Tel est le corps du Tathāgata (tathāgatakāya). C’est ainsi qu’il faut le voir et non pas autrement. Celui qui le voit ainsi le voit correctement (samyak paśyati) ; celui qui le voit autrement le voit de travers (mithyā paśyati). »


***

[1] Litt. « administrateur en chef de la commanderie » de Kiang-ling, selon JG, actuellement (en 1949) King-tcheou-fou ou Hou-pei.

[2] On le voit aux environs de 708 parmi les disciples du sixième patriarche Hoeui-neng (

[3] 1) īryā-patha [iriyā-patha] ways of movement. The Sanskrit root īr means to go or to move. Īryā-patha connotes bodily postures, namely, walking, standing, sitting and lying. In the Satipaṭṭhāna Sutta these postures are mentioned as objects of contemplation. The purpose behind considering them as objects of contemplation is that while walking the aspirant fully understands that walking is a mere action; there is no agent behind the action. Thus he remains free from the notion of an eternal soul.
2) iriyā-patha (lit. 'ways of movement'): 'bodily postures', i.e. going, standing, sitting, lying. In the Satipaṭṭhāna Sutta (s. Satipaṭṭhāna), they form the subject of a contemplation and an exercise in mindfulness.
"While going, standing, sitting or lying down, the monk knows 'I go', 'I stand', 'I sit', 'I lie down'; he understands any position of the body." - "The disciple understands that there is no living being, no real ego, that goes, stands, etc., but that it is by a mere figure of speech that one says: 'I go', 'I stand', and so forth." (Com.). Source

[4] Jacques Gernet fait allusion à l’oraison perpétuelle p. 6, note 7.

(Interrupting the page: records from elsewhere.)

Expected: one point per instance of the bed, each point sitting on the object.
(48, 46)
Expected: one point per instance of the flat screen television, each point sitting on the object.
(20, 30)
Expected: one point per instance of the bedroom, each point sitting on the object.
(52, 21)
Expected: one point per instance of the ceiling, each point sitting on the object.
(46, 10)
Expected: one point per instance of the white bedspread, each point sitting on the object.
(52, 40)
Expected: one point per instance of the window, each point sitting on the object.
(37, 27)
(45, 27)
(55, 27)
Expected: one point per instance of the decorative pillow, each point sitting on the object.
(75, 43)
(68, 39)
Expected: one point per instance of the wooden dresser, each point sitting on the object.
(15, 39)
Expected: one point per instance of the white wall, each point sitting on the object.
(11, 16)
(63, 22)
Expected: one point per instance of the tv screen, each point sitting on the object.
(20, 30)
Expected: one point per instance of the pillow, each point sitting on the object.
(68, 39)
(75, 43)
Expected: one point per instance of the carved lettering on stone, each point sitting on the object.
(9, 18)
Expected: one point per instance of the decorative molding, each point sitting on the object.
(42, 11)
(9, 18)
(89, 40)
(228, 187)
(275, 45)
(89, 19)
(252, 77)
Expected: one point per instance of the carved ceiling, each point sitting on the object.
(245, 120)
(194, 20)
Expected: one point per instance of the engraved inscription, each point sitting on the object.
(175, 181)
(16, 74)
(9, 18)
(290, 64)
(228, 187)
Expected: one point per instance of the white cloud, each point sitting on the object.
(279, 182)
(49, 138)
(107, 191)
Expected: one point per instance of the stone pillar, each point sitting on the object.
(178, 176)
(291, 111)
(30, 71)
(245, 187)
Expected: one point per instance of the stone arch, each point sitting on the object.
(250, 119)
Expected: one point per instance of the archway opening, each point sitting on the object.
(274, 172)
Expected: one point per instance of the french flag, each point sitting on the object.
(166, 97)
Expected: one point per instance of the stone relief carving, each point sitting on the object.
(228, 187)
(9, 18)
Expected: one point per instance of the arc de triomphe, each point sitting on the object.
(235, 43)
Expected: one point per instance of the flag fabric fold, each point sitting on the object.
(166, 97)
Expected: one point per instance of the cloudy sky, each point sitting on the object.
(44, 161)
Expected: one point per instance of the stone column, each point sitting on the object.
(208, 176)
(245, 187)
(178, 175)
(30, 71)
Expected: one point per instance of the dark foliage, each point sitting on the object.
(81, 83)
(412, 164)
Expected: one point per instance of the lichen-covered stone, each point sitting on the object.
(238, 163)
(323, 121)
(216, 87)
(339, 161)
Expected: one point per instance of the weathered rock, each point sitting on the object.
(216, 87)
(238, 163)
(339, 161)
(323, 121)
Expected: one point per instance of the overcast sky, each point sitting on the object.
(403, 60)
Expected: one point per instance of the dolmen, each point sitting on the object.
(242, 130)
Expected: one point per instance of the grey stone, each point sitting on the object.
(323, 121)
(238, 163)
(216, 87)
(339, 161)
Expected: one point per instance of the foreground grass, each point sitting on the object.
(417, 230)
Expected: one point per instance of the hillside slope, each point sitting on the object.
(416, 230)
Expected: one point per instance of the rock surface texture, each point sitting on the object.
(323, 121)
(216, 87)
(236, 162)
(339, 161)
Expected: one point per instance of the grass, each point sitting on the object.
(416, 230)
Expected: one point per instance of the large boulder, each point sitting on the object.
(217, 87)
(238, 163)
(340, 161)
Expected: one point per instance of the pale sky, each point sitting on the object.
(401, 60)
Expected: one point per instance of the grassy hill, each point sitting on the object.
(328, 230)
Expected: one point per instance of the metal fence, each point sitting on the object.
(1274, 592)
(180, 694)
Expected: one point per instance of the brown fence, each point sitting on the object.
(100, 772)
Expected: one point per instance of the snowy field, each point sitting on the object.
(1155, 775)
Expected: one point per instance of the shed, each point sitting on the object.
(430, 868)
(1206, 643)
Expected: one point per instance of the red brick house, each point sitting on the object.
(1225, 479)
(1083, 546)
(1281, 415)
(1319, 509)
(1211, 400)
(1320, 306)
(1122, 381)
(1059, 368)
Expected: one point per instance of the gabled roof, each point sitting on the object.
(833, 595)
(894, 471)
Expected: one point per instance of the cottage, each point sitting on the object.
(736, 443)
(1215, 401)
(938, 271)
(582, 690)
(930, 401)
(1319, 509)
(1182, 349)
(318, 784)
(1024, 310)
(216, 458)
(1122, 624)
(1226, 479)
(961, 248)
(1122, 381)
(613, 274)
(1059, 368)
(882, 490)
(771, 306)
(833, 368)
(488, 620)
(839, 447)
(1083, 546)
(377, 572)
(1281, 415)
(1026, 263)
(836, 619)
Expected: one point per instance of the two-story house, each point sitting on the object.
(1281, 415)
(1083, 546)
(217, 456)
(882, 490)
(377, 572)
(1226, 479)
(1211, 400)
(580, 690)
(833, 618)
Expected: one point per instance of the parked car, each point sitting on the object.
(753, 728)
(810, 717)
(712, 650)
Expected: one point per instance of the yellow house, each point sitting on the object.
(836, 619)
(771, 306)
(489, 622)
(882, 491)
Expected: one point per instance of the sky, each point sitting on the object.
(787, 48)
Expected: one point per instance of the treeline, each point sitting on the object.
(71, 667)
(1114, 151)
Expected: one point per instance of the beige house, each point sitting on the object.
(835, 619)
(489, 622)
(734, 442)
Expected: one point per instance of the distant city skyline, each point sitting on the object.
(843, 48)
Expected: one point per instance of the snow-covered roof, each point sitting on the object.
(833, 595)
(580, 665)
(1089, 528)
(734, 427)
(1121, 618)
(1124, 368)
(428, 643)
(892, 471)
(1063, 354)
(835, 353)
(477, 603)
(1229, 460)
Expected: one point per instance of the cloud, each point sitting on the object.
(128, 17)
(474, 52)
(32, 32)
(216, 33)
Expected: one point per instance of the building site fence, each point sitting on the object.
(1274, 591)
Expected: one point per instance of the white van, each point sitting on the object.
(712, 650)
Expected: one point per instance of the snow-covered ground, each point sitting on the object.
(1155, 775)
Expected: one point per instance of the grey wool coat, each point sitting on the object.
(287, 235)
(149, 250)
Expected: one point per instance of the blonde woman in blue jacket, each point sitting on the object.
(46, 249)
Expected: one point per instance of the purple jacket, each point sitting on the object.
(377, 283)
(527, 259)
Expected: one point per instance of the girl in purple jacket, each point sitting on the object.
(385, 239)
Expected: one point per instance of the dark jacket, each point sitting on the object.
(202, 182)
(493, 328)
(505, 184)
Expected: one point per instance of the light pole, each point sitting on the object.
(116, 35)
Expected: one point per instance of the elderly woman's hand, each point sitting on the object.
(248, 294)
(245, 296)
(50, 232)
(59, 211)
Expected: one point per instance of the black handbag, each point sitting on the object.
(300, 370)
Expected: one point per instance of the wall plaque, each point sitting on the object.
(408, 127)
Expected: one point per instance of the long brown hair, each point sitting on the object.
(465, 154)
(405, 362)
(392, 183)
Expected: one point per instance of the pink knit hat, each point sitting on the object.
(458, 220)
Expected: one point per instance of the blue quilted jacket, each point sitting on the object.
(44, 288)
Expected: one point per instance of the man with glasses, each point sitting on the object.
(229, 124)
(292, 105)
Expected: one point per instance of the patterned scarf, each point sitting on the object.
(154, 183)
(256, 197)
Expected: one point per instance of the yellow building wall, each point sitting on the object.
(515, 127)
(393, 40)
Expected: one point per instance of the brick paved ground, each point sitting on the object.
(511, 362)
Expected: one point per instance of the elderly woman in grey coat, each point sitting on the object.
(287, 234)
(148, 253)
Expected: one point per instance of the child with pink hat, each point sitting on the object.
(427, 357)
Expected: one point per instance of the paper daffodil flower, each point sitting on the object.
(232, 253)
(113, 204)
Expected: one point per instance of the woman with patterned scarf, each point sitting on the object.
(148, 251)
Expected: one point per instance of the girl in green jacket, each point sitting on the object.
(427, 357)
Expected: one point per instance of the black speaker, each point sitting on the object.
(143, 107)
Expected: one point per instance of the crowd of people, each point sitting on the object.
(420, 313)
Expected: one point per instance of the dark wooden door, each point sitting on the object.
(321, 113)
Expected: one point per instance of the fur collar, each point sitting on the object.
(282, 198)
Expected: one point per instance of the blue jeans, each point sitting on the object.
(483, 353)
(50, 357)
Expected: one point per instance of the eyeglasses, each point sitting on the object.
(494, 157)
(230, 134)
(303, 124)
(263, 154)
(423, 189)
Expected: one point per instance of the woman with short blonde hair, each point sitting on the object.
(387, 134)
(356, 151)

[5] Les dix maîtrises (sct. daśa vaśitāḥ tib. dbang bcu). Tshe la dbang ba / sems la dbang ba / las la dbang ba / yo byad la dbang ba / skye ba la dbang ba / mos pa la dbang ba / smon lam la dbang ba / rdzu 'phrul la dbang ba / ye shes la dbang ba / chos la dbang ba rnams so. Dan Martin, 600 147-8. Āyur, citta, pariṣkāra, dharma, ṛddhi, janma, adhimukti, praṇidhāna, karma et jāna.

[6] [à Vimalakīrti : « Lorsque tu veux contempler le Bouddha, comment fais-tu ? – Je contemple le tathāgata de la même façon exactement que je contemple moi-même l’aspect véritable de mon corps. » note de JG]. Chapitre 11. Chez Lamotte : « Alors le Bienheureux dit au licchav Vimalakrti : Fils de famille, maintenant que tu es venu ici pour voir le tathāgata, comment donc le vois-tu ? » p. 355

[7] Putidamo nanzong dingshifei lung (745). Dunhuang manuscripts P. 2045 (part 1), P. 3047 (part 2), and P. 3488 (part 1). The Words of the Great Master Heze Shenhui of Luoyang.